The payments scheme will provide a general payment for time spent in the institutions, recognising the harsh conditions, the trauma and the other forms of mistreatment experienced while resident there. It is designed so that people who spent the longest time in these institutions as mothers or young children, and endured the harshest conditions, will receive the highest level of award. For people who were adopted or otherwise separated from their birth family, the overwhelming priority need that has been expressed to me is access to records. For those children who spent short periods in an institution during their infancy, the Government’s action plan provides a response to their needs in the birth information and tracing Bill. This legislation will provide guaranteed access to an unredacted birth certificate, as well as wider birth and early life information for those who have questions about their origins. I want to advance that legislation as quickly as possible. For children who spent six months or more in an institution, the Government response further acknowledges the harsh institutional conditions endured by those children. In doing so, it has moved beyond the distinction made by the commission between children who were accompanied and those who were unaccompanied.

With regard to the situation of mothers who spent less than six months in an institution, the Government felt that the pain and trauma that they experienced as a result of being admitted to a mother and baby or county institution should be acknowledged by a financial payment. While I acknowledge that it is not and never will be possible to place a monetary amount on any person's trauma, a financial payment was felt to be an appropriate response in these cases. The graduated payment rates under the scheme will proportionately acknowledge the more prolonged experience of harsh institutional conditions, which were endured by all those who spent longer periods in excess of six months in these institutions.
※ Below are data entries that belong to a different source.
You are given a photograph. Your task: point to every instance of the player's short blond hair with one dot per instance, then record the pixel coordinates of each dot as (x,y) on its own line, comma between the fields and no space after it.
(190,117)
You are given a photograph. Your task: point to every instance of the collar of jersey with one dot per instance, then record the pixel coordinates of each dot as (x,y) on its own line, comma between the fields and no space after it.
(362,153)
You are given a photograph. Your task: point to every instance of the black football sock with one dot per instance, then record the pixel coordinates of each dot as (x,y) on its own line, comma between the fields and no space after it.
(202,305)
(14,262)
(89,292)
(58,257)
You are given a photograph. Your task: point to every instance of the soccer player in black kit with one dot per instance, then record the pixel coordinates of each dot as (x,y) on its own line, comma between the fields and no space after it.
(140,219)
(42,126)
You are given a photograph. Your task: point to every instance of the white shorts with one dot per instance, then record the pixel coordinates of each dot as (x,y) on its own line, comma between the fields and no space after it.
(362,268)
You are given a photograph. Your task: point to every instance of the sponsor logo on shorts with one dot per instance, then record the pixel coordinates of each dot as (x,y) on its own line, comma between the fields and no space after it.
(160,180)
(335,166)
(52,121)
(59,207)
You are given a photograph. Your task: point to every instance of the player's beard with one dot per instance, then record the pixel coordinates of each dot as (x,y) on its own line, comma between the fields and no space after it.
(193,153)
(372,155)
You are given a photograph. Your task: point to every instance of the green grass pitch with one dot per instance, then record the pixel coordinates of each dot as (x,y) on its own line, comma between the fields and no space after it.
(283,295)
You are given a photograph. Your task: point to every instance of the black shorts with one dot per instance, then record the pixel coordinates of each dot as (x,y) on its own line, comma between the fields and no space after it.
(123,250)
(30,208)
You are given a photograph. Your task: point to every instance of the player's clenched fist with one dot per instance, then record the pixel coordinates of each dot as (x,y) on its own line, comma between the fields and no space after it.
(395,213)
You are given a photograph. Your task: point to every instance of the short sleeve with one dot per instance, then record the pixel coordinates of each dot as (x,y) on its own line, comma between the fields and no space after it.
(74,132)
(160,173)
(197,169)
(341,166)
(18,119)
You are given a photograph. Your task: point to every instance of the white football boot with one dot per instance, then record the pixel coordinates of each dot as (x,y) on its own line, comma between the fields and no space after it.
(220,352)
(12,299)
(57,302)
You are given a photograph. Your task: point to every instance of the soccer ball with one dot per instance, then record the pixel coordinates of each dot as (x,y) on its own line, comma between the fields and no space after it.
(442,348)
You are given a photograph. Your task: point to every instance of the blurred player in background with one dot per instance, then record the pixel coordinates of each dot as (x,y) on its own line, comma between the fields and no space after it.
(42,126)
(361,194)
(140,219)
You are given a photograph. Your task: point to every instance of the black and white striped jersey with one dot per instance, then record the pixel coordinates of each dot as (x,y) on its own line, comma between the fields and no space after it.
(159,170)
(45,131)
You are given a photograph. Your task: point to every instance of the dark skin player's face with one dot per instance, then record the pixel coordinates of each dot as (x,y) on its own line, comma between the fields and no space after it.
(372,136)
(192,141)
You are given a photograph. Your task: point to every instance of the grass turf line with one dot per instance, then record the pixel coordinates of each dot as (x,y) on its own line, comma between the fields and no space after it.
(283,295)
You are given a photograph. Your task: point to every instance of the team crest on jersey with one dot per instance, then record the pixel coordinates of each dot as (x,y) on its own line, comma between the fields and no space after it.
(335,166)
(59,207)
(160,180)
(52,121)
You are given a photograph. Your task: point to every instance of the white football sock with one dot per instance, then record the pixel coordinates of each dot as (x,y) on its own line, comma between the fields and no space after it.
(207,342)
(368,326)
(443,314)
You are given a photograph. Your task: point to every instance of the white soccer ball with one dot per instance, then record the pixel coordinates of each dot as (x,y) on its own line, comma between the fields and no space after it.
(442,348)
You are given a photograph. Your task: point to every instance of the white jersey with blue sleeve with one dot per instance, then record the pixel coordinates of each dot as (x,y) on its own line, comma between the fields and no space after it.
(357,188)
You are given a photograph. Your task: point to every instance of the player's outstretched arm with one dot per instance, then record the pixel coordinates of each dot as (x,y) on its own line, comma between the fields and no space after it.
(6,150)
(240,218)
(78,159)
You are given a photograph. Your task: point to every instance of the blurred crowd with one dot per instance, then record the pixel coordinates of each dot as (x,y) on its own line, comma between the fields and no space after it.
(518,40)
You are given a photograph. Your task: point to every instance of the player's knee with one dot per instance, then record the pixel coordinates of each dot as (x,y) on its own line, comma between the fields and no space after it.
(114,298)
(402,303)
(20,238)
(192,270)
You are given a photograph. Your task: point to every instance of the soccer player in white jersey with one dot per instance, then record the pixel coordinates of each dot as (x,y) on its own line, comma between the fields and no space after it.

These decisions were taken with a focus on both the core need of the survivor and the appropriate available response. This was not, and has never been, done with any intention to exclude. Time and again it was made clear to me by survivors that they wanted a scheme that was non-adversarial and easy to access and that would not re-traumatise them. It was concluded that the best way of doing this was through an approach that does not require applicants to bring forward evidence of abuse or harm and does not require them to be cross-examined, thereby risking further re-traumatisation. A scheme based on the level of time spent in an institution, which can be accessed by simple proof of residence across that time, delivers on this key objective.